Denizde ağ saran büyük
tekneler, martılar, oltayla balık tutmaya çalışan insanlar, simit yeme yarışına
giren güvercinler, elinde pamuk şekeri ile sahili turlayan minik kız çocuğu…Ve
yan bankta oturan, yüzünden hüzün kırıntıları dökülen orta yaşlarda bir adam..
Ve ben tüm bunları donuk bir surat ifadesiyle izleyerek simidimden bir parça
daha alıyorum. Ne ilginç değil mi? Şu tek dünyada, herkesin kendi yarattığı
farklı bir dünyası var. Biri mutluluktan uçuyorken birinin kalbi kan ağlıyor,
bir geçim derdiyle denize çapa atarken diğeri buradan tüm bunlara burun kıvırıp
havalı bir şekilde geçiyor. Tek bir gerçek üzerine kurulan yüzlerce sahte
dünya…
Tüm bunları bırakıp
kendi acıma yöneliyorum. Şu bankta saatlerce oturup ağladım, biliyor musunuz? Düşündüm…

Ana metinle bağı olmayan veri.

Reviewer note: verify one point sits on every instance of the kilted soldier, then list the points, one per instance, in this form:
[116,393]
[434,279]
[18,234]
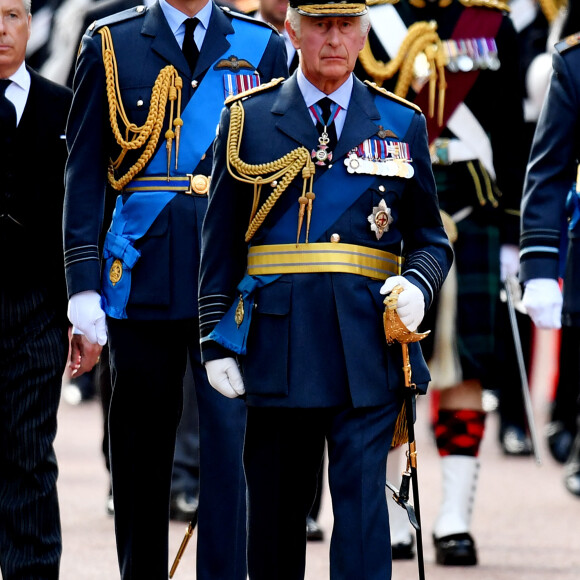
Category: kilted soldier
[458,60]
[322,188]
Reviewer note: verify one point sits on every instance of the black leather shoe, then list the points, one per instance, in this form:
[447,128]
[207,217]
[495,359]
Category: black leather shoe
[110,506]
[559,440]
[455,550]
[572,478]
[514,441]
[314,532]
[183,506]
[403,550]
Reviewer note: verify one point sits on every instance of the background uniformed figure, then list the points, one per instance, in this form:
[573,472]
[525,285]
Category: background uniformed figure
[317,367]
[550,211]
[467,78]
[133,61]
[33,325]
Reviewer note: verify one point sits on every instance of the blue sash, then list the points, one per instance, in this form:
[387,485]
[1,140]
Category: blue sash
[336,192]
[132,220]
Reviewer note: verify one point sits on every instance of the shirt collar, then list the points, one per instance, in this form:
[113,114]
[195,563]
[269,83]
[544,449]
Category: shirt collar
[175,17]
[312,94]
[21,78]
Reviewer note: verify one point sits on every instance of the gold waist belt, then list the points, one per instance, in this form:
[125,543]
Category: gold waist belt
[187,184]
[324,257]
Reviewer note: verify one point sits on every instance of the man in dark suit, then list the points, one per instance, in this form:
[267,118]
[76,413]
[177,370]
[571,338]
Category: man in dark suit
[33,325]
[165,75]
[292,280]
[551,216]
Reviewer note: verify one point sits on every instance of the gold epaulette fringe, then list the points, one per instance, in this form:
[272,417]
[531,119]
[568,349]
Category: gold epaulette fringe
[421,41]
[259,89]
[495,4]
[130,137]
[551,8]
[392,96]
[401,435]
[278,173]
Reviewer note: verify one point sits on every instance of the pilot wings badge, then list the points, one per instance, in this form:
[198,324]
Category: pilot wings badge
[380,219]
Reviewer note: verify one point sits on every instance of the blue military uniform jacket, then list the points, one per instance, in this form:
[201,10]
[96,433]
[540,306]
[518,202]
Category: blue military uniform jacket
[164,280]
[317,339]
[552,173]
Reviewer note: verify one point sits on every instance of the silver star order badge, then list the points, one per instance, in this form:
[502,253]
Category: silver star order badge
[380,219]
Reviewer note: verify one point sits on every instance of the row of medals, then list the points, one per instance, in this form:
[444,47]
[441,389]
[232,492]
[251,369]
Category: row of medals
[463,56]
[385,167]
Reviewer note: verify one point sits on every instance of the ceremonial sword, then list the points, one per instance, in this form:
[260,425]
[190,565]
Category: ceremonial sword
[508,285]
[395,330]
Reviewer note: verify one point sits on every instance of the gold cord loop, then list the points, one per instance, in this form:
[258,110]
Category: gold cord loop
[422,46]
[167,87]
[279,173]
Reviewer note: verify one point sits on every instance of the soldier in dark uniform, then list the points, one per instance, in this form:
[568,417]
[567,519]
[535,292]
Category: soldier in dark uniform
[551,207]
[143,118]
[321,189]
[459,60]
[33,325]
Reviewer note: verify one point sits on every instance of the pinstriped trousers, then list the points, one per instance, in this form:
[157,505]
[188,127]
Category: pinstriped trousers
[33,351]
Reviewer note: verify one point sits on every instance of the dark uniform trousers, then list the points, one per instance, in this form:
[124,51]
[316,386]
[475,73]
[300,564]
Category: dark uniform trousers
[144,418]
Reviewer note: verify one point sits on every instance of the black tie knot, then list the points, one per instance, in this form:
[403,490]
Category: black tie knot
[326,127]
[4,84]
[325,105]
[7,110]
[189,48]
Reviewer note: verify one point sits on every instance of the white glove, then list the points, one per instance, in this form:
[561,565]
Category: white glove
[411,303]
[509,261]
[224,376]
[543,301]
[87,316]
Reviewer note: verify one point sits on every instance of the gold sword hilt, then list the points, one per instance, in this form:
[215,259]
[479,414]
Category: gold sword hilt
[184,542]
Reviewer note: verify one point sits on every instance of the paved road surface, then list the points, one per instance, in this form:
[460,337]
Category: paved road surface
[526,524]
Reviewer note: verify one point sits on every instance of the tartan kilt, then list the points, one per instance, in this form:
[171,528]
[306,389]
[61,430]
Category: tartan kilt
[478,284]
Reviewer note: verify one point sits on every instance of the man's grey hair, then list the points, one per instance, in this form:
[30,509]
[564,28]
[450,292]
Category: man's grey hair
[293,18]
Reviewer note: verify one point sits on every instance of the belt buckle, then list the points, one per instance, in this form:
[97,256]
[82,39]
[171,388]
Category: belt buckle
[439,151]
[198,184]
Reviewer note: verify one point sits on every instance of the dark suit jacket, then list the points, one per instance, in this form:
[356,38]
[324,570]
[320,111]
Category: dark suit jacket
[552,172]
[164,281]
[317,339]
[31,253]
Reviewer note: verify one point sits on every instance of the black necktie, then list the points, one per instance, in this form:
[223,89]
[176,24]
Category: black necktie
[189,48]
[7,110]
[325,105]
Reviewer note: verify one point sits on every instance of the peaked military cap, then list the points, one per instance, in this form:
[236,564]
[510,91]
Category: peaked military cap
[328,7]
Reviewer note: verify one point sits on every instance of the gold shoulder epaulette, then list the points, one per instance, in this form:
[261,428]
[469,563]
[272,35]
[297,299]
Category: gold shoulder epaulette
[494,4]
[117,17]
[568,42]
[259,89]
[392,96]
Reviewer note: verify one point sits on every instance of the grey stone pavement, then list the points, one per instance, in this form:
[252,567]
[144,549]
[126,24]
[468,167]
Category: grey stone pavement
[527,526]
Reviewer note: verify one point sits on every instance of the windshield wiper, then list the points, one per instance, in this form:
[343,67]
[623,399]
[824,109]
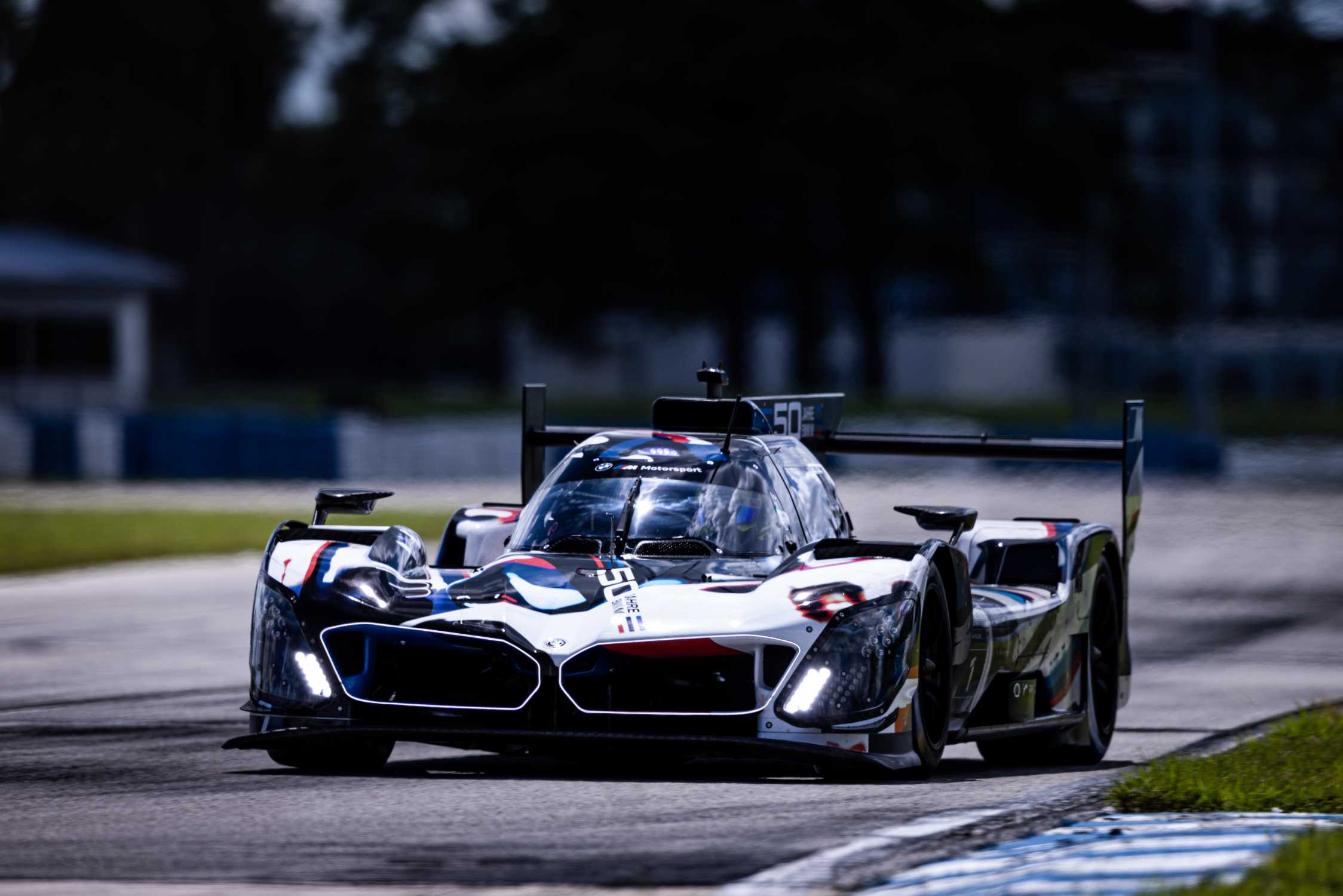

Ağladım… Bir anda gelen simitçinin “ Abla simit, taze taze, sıcak simit, ister
misin?” sesiyle kendime geldim. İkinci simidimi aldım. Şimdi ise son
parçalarını yiyorum. Bu sırada aklımdan o kadar çok şey geçiyor ki. Mesela,
soruyorum…
Sizce nedir sevgi?
Neden en çok sevdiklerimiz önce gider? Ya kara toprak alır, ya elin oğlu, elin
kızı… Anlamam ki arkadaş! Sevgi insana ağır mı gelir?! “Beni seversen ya kara
topağın, ya başkasının.” Bu mudur yani!
Sevdiğim her şeyi
kaybettim. Belki de, sevdiğim her şeyi, herkesi kaybettim. Şu sıralar sevgimi gizlemekteyim. Yüreğimde çırpınan
duygular var ama sadece yüreğimde. Dilime vurmuyor bu duygular. Sokak ortasında
durup birine “Seni Seviyorum!” desem adam oracıkta kalpten ölecek ya da gidip
yan kaldırımdan geçen bir kadının boğazına atlayacak. Hani şom ağzını açmak
diye bir şey vardır. İşte bende şu şom yüreğimi bir açıyorum ve yürek viran
yeri…
Anladım, sevgi bir
tarafın gerçek mutluluktan uçarken, diğer tarafın sevildiğini bilip havalara
girmesiyle uçmasıdır. Neden iki tarafın da sebebi esas sevgi olmaz,
bilemiyorum.
Şu güzel dünyada bir
sırta yaslanıp yaşlanmak varken aynı sırttan vurulmakta var. İyi varken kötü de
var. Siyah varken beyaz da var. Her şey tersi ile var. O halde ben hiçbir zaman
ruh ikizimi bulamayacağım. Her şey, herkes tersi ile… İyi bir insanı tamamlayan
kötü bir karakter. Öyle değil mi? Hak eden hak ettiği sevgiyi asla bulamayacak.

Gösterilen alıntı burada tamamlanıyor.